Endogenous arginase 2 as a biomarker for PEGylated arginase 1 treatment in squamous cell lung carcinoma xenograft models

Abstract

Background: Arginine depletion induced by PEGylated arginase 1 (BCT-100, PEG-BCT-100 or rhArg1peg5000) has shown promising anticancer effects among arginine auxotrophic cancers that are deficient in argininosuccinate synthetase (ASS1) and ornithine transcarbamylase (OTC). High endogenous arginase 2 (ARG2) was previously found in human lung cancers. Although high ARG2 does not induce immunosuppression nor affect disease progression, it may potentially affect the efficacy of PEGylated arginase 1 treatment. ARG2 was highly expressed in H520 squamous cell lung carcinoma (lung SCC) xenograft while undetectable in SK-MES-1 lung SCC xenograft. We postulated that high endogenous ARG2 expression might hamper anticancer effect of PEGylated arginase 1 in lung SCC. Methods: The in vivo effect of PEGylated arginase 1 was studied using 2 lung SCC xenograft models (SK-MES-1 and H520).
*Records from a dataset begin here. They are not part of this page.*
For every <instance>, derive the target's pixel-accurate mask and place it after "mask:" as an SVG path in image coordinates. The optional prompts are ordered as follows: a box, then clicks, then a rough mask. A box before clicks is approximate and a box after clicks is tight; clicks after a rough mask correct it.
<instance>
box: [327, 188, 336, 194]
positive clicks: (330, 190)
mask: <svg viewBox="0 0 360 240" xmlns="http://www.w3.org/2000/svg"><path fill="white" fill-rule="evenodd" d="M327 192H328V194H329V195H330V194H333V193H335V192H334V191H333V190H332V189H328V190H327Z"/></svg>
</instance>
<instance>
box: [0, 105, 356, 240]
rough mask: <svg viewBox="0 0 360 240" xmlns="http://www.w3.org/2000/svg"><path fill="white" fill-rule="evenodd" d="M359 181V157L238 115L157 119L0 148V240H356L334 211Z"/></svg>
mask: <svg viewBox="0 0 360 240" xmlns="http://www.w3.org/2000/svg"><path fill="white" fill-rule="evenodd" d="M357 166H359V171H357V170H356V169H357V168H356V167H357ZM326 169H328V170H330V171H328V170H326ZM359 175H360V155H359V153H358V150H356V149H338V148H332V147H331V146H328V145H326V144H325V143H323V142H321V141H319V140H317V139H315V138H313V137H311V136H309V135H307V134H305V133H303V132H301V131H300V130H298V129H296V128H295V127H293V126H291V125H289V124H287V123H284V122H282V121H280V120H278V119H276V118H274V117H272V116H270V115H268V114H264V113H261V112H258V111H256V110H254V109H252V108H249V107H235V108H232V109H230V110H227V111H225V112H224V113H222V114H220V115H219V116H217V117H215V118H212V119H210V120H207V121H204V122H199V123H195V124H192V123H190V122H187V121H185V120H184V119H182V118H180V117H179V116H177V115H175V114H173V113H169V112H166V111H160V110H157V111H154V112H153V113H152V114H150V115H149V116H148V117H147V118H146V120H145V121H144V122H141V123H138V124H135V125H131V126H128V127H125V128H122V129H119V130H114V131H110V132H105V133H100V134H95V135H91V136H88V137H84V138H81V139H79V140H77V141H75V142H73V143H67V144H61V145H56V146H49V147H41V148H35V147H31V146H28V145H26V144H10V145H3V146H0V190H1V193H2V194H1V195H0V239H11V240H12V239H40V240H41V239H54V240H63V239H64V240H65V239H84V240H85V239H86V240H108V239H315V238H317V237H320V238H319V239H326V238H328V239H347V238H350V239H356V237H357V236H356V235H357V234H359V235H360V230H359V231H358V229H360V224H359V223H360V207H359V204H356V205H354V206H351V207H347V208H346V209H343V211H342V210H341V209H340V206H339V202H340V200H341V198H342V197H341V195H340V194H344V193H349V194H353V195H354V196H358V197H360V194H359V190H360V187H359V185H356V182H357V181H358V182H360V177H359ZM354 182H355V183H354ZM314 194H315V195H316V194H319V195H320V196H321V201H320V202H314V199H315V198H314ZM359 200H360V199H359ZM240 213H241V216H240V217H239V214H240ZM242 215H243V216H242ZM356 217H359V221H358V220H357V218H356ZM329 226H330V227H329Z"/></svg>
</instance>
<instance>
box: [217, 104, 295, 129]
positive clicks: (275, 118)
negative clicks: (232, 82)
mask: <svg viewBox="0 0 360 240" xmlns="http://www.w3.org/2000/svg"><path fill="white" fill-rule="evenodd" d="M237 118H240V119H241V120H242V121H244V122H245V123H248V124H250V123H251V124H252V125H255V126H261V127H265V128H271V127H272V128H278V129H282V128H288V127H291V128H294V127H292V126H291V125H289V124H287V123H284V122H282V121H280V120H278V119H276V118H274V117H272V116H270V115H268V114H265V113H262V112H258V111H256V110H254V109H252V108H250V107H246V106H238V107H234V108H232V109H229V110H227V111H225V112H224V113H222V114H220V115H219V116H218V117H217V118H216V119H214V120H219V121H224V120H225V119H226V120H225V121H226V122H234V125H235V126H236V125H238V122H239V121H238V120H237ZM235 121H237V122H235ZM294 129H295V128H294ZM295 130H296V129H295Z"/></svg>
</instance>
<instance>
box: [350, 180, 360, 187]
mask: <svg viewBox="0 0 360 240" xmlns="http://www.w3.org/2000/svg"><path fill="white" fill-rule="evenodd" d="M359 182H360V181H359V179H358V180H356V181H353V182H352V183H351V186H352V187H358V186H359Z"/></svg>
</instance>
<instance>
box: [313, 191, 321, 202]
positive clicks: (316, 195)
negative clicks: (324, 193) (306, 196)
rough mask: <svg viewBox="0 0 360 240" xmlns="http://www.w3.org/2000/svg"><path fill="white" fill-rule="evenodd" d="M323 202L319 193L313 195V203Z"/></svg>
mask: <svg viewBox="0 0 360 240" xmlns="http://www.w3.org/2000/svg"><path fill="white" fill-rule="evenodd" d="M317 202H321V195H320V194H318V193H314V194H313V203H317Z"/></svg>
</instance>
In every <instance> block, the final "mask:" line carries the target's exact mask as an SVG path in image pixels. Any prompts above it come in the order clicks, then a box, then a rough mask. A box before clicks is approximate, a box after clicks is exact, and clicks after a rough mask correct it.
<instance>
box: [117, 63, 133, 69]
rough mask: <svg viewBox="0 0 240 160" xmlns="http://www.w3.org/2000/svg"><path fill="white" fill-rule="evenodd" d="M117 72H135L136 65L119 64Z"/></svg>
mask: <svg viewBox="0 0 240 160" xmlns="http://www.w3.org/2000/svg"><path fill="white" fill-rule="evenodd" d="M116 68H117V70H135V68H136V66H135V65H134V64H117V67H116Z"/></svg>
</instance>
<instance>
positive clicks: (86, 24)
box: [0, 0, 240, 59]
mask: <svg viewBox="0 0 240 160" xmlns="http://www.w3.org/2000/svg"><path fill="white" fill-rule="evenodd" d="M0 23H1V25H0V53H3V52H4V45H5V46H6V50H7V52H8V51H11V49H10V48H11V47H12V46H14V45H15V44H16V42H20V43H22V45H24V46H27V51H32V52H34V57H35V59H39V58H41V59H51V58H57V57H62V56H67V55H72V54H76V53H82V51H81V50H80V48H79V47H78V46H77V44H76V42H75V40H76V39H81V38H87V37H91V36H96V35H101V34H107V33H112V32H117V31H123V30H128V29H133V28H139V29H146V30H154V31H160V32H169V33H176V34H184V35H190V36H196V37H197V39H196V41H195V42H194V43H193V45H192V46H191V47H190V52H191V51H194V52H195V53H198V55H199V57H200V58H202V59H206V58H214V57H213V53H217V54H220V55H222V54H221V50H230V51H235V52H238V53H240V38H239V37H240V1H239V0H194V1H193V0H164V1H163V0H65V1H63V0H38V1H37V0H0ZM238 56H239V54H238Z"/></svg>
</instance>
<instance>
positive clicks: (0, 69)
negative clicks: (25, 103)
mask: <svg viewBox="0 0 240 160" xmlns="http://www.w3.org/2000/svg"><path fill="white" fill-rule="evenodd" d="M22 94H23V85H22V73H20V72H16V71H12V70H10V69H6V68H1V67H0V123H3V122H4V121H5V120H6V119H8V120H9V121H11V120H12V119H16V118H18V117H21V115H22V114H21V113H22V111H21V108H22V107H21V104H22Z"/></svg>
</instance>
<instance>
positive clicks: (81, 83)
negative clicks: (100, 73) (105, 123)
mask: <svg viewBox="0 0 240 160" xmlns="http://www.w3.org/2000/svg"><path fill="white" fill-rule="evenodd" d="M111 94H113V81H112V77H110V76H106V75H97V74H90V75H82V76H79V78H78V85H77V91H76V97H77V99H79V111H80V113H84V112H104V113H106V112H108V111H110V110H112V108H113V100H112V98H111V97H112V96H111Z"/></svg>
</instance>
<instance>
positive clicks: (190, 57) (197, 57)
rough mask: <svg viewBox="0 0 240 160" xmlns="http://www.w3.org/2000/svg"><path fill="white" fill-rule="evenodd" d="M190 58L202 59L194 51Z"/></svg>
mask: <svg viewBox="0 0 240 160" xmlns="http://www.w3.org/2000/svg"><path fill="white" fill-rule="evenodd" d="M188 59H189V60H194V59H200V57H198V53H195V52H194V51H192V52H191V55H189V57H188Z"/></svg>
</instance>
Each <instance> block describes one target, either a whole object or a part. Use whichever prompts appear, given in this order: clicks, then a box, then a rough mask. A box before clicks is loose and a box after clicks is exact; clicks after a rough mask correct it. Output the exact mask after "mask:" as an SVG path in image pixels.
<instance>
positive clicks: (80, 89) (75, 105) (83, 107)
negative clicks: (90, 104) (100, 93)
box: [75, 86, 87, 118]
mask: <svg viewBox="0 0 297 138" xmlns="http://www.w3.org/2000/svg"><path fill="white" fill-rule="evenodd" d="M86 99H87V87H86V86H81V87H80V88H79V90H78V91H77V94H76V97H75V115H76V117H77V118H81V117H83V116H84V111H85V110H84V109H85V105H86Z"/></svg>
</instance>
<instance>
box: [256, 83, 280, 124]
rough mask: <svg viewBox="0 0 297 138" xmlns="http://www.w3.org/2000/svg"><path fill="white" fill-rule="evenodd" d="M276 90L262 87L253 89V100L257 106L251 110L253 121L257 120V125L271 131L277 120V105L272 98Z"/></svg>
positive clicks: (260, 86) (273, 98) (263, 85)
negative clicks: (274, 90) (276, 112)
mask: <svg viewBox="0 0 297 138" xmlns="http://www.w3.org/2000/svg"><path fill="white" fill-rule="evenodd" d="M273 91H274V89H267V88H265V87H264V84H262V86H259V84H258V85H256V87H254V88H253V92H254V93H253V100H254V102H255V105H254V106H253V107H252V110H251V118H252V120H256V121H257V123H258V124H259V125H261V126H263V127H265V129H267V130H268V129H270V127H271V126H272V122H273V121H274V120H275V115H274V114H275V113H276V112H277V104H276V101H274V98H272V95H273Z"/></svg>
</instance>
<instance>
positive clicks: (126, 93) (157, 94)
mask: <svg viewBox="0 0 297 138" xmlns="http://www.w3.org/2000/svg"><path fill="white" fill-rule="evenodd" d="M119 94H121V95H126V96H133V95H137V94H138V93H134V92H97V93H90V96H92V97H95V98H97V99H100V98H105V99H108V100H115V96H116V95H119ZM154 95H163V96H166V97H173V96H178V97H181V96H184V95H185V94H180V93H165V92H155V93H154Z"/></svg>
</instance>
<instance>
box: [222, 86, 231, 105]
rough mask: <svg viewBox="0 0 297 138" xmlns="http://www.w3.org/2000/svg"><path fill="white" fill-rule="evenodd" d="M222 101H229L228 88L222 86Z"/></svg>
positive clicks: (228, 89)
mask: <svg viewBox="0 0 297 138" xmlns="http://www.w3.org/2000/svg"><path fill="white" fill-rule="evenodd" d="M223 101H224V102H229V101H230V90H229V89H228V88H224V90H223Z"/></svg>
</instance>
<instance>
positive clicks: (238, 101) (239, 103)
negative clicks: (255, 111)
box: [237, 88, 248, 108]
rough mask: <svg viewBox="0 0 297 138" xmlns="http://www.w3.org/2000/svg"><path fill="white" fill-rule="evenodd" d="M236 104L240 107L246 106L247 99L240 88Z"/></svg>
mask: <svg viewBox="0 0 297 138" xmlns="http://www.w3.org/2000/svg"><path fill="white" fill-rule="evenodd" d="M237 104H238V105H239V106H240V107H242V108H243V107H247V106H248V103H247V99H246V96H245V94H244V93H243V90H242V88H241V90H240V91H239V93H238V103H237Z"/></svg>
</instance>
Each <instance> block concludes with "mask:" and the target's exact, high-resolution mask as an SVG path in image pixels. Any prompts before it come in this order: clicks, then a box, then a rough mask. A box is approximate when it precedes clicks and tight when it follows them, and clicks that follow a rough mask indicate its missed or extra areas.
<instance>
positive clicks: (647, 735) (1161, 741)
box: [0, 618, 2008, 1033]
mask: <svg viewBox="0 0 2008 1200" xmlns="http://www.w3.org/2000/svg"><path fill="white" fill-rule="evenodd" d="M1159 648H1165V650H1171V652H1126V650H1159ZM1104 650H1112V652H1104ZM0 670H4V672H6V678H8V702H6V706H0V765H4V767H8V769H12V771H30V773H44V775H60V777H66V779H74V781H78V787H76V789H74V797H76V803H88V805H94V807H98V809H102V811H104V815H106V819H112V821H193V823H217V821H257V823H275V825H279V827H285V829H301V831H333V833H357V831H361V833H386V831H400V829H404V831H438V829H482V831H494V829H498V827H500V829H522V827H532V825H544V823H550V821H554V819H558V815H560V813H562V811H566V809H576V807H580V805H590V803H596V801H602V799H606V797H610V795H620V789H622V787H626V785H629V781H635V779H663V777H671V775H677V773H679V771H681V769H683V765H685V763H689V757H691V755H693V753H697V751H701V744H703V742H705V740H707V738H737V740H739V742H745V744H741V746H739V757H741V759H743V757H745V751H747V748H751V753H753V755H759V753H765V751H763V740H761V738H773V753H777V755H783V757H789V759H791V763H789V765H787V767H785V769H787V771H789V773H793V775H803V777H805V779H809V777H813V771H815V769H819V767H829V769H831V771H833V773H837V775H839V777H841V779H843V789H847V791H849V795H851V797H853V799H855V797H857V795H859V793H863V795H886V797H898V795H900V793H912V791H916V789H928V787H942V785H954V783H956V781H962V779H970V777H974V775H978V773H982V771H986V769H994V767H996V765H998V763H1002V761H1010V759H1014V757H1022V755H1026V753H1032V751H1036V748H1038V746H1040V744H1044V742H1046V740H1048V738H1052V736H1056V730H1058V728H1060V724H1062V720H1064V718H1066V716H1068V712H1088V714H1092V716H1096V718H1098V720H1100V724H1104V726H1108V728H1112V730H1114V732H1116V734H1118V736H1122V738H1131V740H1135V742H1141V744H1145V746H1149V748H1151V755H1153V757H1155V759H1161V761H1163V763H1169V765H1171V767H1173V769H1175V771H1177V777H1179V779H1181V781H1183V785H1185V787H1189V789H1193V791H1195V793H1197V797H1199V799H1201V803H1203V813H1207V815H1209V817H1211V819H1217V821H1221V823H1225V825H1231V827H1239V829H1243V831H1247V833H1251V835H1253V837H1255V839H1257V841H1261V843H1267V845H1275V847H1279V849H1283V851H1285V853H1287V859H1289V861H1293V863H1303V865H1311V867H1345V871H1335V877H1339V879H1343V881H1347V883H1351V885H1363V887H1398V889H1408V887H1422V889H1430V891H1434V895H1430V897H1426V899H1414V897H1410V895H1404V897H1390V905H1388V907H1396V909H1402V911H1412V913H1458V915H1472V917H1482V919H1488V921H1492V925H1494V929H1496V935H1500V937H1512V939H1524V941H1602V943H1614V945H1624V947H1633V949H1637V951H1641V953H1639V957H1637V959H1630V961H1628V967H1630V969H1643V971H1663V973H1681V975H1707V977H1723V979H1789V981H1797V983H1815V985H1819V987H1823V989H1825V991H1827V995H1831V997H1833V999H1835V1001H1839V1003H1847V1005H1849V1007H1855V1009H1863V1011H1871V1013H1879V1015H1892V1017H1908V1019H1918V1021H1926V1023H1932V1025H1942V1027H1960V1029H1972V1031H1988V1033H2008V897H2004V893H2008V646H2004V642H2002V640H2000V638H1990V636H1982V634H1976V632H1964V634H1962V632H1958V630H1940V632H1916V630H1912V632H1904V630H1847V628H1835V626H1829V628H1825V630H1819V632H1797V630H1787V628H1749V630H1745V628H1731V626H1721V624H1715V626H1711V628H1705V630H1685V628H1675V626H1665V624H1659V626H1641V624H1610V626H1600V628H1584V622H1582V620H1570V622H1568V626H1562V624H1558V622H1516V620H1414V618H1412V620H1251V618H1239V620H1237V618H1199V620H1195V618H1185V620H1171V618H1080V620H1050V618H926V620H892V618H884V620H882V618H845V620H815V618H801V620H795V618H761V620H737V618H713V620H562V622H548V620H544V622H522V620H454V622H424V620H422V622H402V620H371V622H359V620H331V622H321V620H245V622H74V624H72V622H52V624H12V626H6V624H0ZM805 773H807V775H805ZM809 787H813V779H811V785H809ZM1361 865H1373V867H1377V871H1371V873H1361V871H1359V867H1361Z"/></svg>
Protein expression, arginine concentration and apoptosis were investigated by Western blot, ELISA and TUNEL assay respectively. Results: PEGylated arginase 1 (60 mg/kg) suppressed tumor growth in SK-MES-1 but not in H520 xenograft. ASS1 was highly expressed in SK-MES-1 xenograft while expression of OTC remained low in both xenografts. Serum arginine level was decreased significantly by PEGylated arginase 1 in both xenograft models. On the other hand, intratumoral arginine level was reduced by PEGylated arginase 1 treatment in SK-MES-1 xenograft only. In H520 xenograft, intratumoral arginine level in control arm was already very low which could not be further lowered in PEGylated arginase 1 treatment arms. G1 arrest was indirectly evidenced by downregulation of cyclin A2, B1, D3, E1 and CDK4 with PEGylated arginase 1 in SK-MES-1 xenograft only. Moreover, suppression of proliferation factor Ki67 and activation of apoptosis were induced by PEGylated arginase 1 in SK-MES-1 xenograft only. Conclusion: PEGylated arginase 1 treatment was effective in lung SCC xenograft with low endogenous ARG2 expression. High endogenous ARG2 level may explain low intratumoral arginine level in lung SCC xenograft. ARG2 may serve as an additional predictive biomarker, other than ASS1 and OTC, in PEGylated arginase 1 treatment in lung SCC. Acknowledgment: This research was supported by Hong Kong Anti-Cancer Society, HKSAR.